I lived in Oxley Grove in Weoley Castle from 1955-1961, us kids used to have a bonfire in the circle at the top of the grove as back then hardly anyone had a car. Searching for stuff to burn became our main objective for about a month before Nov 5th and every other grove/ road etc had kids doing the same. Then you would wake up one morning and find some of your bonfire wood had been raided in the night so we would seek revenge and raid someone else's bonfire!
Our parents bought a few fireworks each week, all made in the UK, non from China and I would keep looking at them imagining what they would go off like. One particular favourite was Wilders "calling all cars" which sounded like a siren when it went off.
Us boys would buy penny bangers with our pocket money and do stupid dangerous things like wait till it fizzed and then drop it in a Brasso tin & screw the top on as fast as we could. The explosion would completely flatten the tin out, thinking back how easily we could have lost our fingers as the bangers then were much more powerful than todays poor efforts. Another one was lighting a banger and putting it down the barrel of our cowboy guns & rifles, it would shoot out right across the road.

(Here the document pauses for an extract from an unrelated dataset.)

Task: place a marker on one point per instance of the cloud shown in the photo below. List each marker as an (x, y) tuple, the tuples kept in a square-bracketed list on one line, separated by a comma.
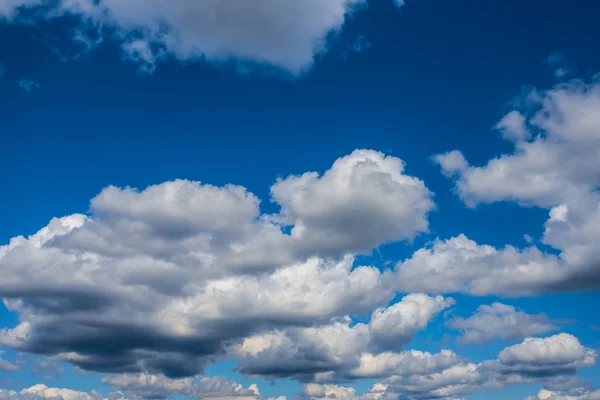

Another one was tying a banger to a stone, wait till it fizzed and the throw it in a deep part of the stream, it would continue to burn underwater and send up big white bubbles of smoke followed by a thump and eruption in the water. Another banger in a red wrapper was called a Cannon and cost 2 pence, this gave a huge deafening bang which you maximised by letting it off in a narrow space such as between two houses.

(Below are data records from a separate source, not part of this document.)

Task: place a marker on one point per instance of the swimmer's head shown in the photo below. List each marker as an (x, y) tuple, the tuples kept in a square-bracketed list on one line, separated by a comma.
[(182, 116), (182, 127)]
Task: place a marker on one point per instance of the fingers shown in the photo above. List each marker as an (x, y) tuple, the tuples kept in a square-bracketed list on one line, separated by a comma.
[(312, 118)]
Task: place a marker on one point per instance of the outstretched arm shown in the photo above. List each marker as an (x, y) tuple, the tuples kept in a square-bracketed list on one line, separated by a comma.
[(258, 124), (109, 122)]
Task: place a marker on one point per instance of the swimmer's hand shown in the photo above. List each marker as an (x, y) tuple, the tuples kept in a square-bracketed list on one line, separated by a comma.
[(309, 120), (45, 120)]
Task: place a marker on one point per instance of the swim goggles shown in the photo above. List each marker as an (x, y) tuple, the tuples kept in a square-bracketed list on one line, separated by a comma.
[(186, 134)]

After the bonfire had burned down and collapsed on Nov 5th we would frantically start looking for something else to throw on to keep it going, kids running out with their dads evening mail, Radio times and even their comics would get thrown on, then we would give up and go off looking for rockets that had come down in the nearby roads. And finally give up and go home to bed, that is if we could find our way home through the smoke & smog!